De rechtbank heeft vastgesteld dat het medische dossier van eiser, dat hij had overgelegd, niet was betrokken bij het bestreden besluit, wat een zorgvuldigheidsgebrek opleverde. De rechtbank oordeelde dat het beroep gegrond was en vernietigde het bestreden besluit wegens strijd met artikel 3:2 van de Algemene wet bestuursrecht (Awb). Echter, de rechtbank besloot om de rechtsgevolgen van het vernietigde besluit in stand te laten. Eiser had niet aangetoond dat hij in Duitsland niet de benodigde medische zorg zou kunnen krijgen, en de rechtbank oordeelde dat verweerder zich op het interstatelijk vertrouwensbeginsel mocht baseren.

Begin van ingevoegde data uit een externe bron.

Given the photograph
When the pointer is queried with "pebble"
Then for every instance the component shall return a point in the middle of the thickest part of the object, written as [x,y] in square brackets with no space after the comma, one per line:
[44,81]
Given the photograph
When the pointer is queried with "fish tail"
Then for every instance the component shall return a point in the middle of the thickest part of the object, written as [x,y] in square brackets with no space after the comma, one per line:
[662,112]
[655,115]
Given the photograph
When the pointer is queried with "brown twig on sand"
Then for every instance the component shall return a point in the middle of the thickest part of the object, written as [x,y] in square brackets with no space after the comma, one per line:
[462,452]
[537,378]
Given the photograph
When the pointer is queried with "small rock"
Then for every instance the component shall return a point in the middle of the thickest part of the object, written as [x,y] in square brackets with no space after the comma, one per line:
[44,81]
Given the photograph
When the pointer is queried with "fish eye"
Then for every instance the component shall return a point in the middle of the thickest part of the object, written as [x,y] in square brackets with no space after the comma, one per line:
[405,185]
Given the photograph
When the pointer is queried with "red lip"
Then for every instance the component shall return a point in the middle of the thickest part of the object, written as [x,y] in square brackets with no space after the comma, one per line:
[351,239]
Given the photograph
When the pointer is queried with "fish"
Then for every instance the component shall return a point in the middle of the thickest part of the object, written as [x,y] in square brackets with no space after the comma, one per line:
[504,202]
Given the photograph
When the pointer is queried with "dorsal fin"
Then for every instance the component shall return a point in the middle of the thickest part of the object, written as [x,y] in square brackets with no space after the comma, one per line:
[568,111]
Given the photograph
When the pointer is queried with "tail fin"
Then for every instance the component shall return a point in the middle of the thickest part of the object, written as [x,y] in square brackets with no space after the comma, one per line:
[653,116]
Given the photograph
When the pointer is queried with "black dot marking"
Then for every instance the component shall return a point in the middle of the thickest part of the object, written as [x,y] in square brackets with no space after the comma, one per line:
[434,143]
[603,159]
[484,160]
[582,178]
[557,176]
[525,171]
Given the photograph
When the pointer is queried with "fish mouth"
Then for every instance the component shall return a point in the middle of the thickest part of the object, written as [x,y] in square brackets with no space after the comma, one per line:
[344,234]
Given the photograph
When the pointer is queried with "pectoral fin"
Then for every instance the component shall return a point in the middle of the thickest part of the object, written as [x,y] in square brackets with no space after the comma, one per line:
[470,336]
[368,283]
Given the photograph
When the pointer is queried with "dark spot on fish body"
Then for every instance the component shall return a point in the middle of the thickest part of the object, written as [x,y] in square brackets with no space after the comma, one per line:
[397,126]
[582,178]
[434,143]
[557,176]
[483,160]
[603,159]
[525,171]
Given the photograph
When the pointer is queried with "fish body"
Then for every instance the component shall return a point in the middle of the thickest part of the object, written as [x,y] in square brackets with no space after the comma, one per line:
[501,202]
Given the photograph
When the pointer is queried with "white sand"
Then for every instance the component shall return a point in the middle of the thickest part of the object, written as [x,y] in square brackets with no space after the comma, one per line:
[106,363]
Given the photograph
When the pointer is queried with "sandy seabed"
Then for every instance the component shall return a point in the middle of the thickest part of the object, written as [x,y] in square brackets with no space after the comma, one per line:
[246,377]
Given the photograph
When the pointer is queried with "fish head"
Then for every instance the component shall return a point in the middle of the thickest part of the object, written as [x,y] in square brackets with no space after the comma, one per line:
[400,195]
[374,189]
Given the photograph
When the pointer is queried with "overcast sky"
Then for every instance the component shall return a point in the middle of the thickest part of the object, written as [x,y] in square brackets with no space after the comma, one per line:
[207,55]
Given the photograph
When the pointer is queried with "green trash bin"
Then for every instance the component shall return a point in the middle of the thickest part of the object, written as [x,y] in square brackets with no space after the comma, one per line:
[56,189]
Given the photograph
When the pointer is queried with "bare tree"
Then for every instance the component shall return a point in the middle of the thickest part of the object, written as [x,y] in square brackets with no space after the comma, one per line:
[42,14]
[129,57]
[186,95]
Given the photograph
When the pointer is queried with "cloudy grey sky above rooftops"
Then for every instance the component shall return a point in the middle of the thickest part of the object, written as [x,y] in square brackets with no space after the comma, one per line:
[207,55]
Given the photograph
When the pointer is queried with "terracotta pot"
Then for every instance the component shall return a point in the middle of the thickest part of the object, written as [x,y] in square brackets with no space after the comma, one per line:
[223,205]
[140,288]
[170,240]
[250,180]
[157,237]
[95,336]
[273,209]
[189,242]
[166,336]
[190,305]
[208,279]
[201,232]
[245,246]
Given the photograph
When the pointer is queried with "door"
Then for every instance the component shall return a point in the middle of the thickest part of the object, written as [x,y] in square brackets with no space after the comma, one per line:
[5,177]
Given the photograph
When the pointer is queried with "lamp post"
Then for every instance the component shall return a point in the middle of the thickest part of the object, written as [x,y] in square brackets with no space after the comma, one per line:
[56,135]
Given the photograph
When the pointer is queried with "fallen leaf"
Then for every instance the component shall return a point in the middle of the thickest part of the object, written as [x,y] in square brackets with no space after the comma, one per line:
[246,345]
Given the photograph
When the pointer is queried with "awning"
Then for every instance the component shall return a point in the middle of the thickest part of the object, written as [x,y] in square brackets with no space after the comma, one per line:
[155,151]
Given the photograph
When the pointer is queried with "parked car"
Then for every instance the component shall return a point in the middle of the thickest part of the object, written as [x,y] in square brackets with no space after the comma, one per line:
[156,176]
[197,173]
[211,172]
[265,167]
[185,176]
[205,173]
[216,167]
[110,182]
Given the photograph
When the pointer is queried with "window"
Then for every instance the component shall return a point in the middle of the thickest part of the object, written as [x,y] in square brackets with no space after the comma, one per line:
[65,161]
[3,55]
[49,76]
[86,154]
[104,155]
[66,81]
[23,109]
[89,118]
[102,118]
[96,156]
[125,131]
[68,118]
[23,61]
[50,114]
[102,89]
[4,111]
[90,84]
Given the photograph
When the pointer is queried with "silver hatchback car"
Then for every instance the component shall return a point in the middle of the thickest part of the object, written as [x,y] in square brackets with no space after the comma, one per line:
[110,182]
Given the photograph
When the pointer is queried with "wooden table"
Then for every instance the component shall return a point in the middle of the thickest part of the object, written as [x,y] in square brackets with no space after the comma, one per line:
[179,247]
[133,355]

De rechtbank concludeerde dat er geen aanleiding was om te veronderstellen dat Duitsland zich niet aan zijn internationale verplichtingen zou houden. Eiser had geen bewijsstukken overgelegd die zijn stellingen onderbouwden, en de rechtbank oordeelde dat de enkele stelling van eiser over bedreigingen in Duitsland niet voldoende was om tot een ander oordeel te komen. De rechtbank heeft verweerder in de proceskosten van eiser veroordeeld tot een bedrag van € 1.674,00. De uitspraak is openbaar gemaakt en partijen zijn geïnformeerd over de mogelijkheid tot hoger beroep.